Meta en la coctelera una buena base del espía más famoso de todos los tiempos, el que estaba al Servicio de su Majestad... James Bond. Luego, añada una pequeña pero sustancial cantidad de Superagente 86. Derrame también unas cuantas gotas de Los vengadores y finalmente, ya a discreción, para evitar sabores añejos, rocíe todo con referencias contemporáneas. Puede sacarlas echando mano del hacer de Guy Ritchie de Lock&Stock. Y no olvide acudir al espíritu irreverente del Arma fatal de Edgar Wright y sus incursiones zombies con Simon Pegg. El resultado: una estupenda comedia tan británica como lo era el impagable espíritu Ealing de los años 50.

Porque no es gratuito ni casualidad que todos los referentes utilizados sean cien por cien británicos. Y es que, como los cuadros escoceses y el té de las cinco, este filme ha sido alimentado por la flema inglesa, esa que atraviesa a Mathew Vaughn. Director de Kick Ass (2010) y X-Men: primera generación (2011); Vaughn posee un historial sorprendente. “Hijo legal” (aunque tardó en ser reconocido) de Robert Vaughn, el Napoleón Solo de El agente de CIPOL y marido de Claudia Schiffer, este atípico realizador evidencia un vertiginoso sentido del humor y del ritmo.

Kingsman parte de la adaptación de una novela gráfica y es que, el historial de Vaughn, aparece siempre ligado al mundo del cómic.

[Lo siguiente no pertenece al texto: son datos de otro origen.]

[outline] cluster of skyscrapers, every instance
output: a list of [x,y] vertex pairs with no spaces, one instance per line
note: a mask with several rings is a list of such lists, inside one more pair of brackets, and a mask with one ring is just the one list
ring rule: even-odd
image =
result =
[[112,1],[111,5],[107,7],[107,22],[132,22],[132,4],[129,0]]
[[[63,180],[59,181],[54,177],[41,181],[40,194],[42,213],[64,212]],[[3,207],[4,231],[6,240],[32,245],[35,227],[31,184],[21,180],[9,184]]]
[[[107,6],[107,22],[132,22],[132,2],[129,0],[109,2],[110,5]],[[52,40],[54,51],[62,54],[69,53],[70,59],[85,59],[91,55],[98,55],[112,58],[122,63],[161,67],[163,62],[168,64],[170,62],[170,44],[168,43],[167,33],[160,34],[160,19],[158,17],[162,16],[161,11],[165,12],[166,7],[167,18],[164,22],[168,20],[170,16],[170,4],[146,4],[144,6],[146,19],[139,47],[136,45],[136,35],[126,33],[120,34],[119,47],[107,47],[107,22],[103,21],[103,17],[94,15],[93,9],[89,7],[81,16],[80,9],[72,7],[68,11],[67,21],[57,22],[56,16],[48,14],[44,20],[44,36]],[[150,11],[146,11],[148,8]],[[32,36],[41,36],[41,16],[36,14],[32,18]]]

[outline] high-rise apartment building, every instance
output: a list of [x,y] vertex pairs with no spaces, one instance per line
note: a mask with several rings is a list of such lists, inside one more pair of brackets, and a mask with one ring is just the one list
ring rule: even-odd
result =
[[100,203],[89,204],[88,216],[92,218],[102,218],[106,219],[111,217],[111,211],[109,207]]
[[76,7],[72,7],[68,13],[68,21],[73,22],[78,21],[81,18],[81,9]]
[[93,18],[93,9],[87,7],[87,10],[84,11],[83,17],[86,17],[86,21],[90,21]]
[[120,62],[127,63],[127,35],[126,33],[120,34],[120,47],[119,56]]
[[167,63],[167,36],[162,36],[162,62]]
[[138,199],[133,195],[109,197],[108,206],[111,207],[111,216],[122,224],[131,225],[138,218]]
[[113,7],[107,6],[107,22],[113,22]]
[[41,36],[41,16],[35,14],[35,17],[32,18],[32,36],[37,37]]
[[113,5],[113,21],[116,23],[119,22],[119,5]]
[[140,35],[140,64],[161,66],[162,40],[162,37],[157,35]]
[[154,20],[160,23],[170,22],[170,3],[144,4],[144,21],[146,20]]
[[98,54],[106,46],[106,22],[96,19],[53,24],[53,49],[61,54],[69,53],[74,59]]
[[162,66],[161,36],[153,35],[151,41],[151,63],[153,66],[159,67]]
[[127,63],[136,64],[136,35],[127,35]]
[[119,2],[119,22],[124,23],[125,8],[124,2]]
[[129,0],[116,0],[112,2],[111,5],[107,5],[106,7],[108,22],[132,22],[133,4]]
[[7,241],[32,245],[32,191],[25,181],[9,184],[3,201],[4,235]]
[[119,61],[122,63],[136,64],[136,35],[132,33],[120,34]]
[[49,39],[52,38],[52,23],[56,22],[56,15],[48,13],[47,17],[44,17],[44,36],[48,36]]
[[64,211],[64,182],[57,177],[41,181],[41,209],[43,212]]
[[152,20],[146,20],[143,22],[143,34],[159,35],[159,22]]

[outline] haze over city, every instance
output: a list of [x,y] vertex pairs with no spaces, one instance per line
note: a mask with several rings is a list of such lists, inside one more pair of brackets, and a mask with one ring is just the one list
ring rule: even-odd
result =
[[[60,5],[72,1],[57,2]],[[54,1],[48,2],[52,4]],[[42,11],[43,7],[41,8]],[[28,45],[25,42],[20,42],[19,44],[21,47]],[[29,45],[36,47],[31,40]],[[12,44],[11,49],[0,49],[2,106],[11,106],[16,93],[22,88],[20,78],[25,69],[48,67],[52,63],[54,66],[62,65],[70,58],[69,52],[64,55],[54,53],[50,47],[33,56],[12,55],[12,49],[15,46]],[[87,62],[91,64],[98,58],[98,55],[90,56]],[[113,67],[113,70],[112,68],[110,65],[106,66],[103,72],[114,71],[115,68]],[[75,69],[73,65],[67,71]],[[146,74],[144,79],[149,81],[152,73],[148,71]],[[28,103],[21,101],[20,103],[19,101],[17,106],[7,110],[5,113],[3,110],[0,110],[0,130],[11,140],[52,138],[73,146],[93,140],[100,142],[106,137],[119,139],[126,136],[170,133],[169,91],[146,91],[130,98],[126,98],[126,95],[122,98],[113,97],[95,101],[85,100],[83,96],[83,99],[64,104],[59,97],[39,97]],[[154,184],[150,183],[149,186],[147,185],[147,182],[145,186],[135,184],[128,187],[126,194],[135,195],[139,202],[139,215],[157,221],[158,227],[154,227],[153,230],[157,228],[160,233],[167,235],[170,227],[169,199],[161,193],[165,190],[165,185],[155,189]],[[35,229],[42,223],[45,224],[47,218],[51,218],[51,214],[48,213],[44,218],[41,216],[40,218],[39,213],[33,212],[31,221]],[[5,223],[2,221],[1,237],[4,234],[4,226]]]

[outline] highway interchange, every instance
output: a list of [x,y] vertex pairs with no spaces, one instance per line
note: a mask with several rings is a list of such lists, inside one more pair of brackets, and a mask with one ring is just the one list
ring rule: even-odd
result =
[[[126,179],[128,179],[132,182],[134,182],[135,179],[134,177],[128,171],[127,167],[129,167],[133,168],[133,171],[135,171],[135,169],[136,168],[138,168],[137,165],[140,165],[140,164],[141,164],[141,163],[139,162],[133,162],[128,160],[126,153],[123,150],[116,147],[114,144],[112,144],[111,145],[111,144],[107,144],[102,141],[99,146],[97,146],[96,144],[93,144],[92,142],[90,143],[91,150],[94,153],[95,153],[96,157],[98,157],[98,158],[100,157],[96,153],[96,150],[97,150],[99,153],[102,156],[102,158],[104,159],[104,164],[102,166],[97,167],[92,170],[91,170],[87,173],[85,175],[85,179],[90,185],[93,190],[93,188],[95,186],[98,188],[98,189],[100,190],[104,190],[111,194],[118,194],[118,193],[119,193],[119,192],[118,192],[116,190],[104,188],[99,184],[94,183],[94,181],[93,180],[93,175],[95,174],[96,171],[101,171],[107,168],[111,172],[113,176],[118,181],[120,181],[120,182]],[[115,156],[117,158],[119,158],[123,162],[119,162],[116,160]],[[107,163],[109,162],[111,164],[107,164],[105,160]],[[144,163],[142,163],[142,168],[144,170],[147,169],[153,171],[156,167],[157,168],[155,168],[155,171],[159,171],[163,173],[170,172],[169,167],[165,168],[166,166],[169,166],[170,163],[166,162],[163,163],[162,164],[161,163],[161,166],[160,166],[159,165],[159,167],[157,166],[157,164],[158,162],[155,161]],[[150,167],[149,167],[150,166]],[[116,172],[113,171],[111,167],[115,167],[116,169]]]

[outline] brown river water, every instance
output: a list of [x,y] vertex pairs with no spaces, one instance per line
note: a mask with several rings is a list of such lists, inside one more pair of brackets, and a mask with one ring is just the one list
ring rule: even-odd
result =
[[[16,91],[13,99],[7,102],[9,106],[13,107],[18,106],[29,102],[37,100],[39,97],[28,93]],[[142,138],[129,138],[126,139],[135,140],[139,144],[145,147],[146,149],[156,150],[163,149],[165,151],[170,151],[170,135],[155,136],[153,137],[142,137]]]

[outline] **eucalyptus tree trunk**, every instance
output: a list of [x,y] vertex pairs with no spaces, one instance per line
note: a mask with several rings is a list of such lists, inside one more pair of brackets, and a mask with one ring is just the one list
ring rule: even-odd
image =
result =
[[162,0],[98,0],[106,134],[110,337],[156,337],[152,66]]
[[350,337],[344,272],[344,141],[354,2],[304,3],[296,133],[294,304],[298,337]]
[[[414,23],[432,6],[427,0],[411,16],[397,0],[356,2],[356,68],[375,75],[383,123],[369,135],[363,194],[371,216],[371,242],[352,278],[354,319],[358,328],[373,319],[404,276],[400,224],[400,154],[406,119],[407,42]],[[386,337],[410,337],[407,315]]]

Con ese suministro arrancado del universo propio de los tebeos, Vaughn nos depara un frenético tour de force por el sinsentido y el humor. El filme se abre con un preámbulo explicativo para encarar un presente distópico. Un multimillonario extravagante planea algo para el mundo y en el mundo, una organización independiente de poderes políticos y nacionales, se cruza en su camino.

Con este abracadabrante argumento, Kingsman se pasea por el viejo espíritu cartoon sesentero y no disimula su querencia por la irreverencia y lo incorrecto. Algo de los Monty Phyton también hay es esta incursión capaz de fundir acción con humor, ironía con diversión. Cine teenager, irreverente y gamberro para recuperar el placer de disfrutar como niños más allá de la edad y el tamaño.